The drama would have ended sadly, moreover, because of the gap separating the two cultures and societies, complicated by a misunderstanding of developments that have taken place in the West and given women rights that men, let alone women, would not dream of in our societies. Thus those who imagine that a German mother might willingly bring her two children back to their Egyptian father despite her dispute with him are sadly deluded. And if the German and Egyptian authorities said as much to the father, it was to calm him and persuade him to set the tourists free.
Those who are looking for the real culprits must reverse their perspective. In Eastern societies, a man (a father or husband) still believes he has the right to marry and divorce as irresponsibly as he likes, beget as many children as he pleases and take them into his custody or abandon them to fate as he feels inclined. In Western societies, women stand on the same footing as men, and the only factor brought to bear on custody decisions is the children's own welfare, and how qualified each party might be to support and raise them. That each family should have a patriarch is not perceived as a necessity. The legitimacy of the citizen's rights precedes any other -- technically, even if it clashes with the sovereignty of the state, because such sovereignty derives from the state's ability to defend its citizens' rights.
This is what the Egyptian father fails to understand, although he has married many tourists who did not often stay with him for very long. He believes he has the right to force the mother to return to him with the children, the way Egyptian husbands usually do. Even the Foreign Ministry, where he sought help late in the day, could not persuade him of the facts.

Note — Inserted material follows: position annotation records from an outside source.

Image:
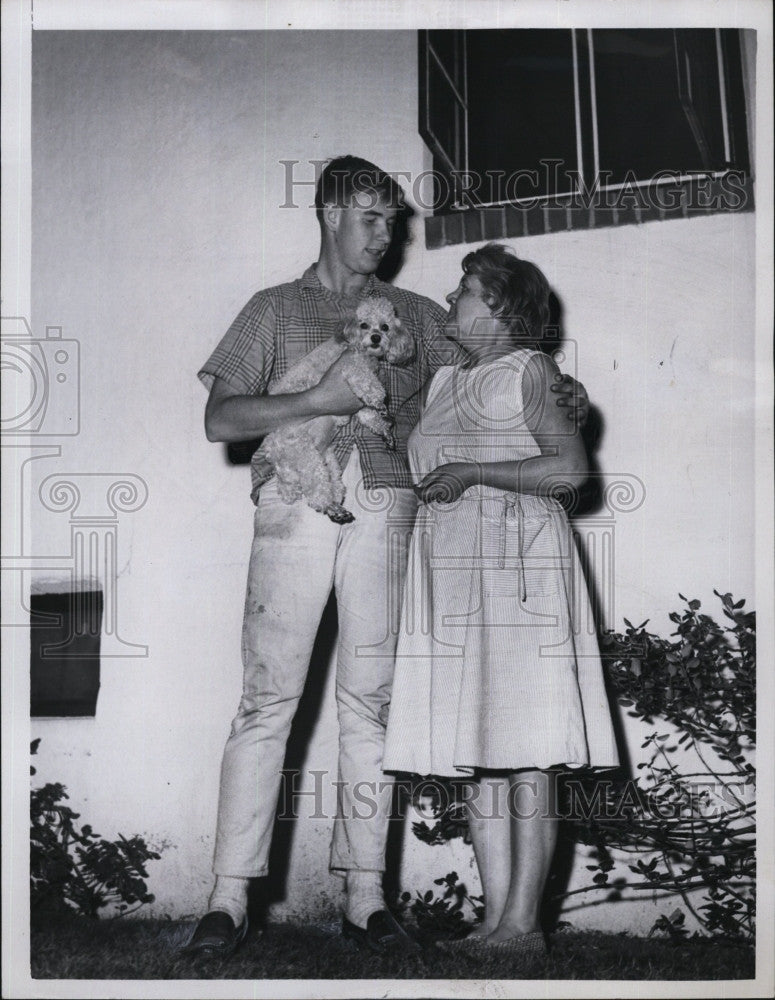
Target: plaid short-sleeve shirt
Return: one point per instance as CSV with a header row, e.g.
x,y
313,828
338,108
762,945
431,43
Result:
x,y
280,325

The issue is compounded by the weakness of the Egyptian authorities in relations with foreign embassies and consulates, which move with remarkable rapidity and boldness, sometimes in defiance of the laws of the country that hosts them, to look after their citizens. This is no place to digress about the history of foreign influence in Egypt, our need for tourism and foreign aid or the excessive indulgence we have shown for diplomatic transgressions: one only need look to the case of Hind Al-Fasi, or the treatment Egyptian visa applicants receive at the doorsteps of embassies. The father of the two children had no hope that the authorities would support them; nor did he grasp the legal and international matters at stake. This is why he sought to solve his problem alone, according to his (limited) understanding of the affair.

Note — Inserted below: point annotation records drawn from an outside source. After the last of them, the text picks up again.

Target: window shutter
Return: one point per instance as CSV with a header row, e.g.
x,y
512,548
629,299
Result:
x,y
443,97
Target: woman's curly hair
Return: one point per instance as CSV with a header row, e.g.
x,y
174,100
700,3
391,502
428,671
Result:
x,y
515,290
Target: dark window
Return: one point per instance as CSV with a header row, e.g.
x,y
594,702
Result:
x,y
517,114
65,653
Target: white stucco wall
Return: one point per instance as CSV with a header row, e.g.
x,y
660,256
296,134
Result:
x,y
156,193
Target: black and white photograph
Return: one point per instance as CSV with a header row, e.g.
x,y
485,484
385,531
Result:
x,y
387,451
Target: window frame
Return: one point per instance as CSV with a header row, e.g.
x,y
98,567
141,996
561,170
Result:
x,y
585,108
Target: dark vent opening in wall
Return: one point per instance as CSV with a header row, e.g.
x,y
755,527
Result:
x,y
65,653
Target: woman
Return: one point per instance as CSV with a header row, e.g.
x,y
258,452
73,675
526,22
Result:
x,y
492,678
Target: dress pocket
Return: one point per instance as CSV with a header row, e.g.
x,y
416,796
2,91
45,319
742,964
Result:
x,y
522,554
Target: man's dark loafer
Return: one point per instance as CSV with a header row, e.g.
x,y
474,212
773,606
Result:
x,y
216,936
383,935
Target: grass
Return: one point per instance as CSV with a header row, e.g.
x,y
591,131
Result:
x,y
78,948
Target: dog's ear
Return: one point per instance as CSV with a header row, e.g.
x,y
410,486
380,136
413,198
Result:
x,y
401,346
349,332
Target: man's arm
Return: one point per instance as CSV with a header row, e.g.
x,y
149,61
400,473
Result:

The security forces in Luxor may have been cautious in dealing with the abductor; their counterparts in Giza were far more reckless, firing at the thief or pickpocket who attacked the Japanese tourist at the Pyramids. Closing off the area was an even worse move, one guaranteed to scare away tourists. The police must learn to be more cautious about using violence. They must devise a way of guarding tourist sites without making their presence so frighteningly and needlessly obtrusive. If tourist companies scrutinised and trained their staff properly, many problems could be avoided easily.
The Egyptian father who abducted the German tourists is ultimately a victim, not the culprit. He is a victim of general ignorance and naive, misplaced emotions -- about cultures that lack complications but protect citizens' rights, and about women's status in Eastern societies.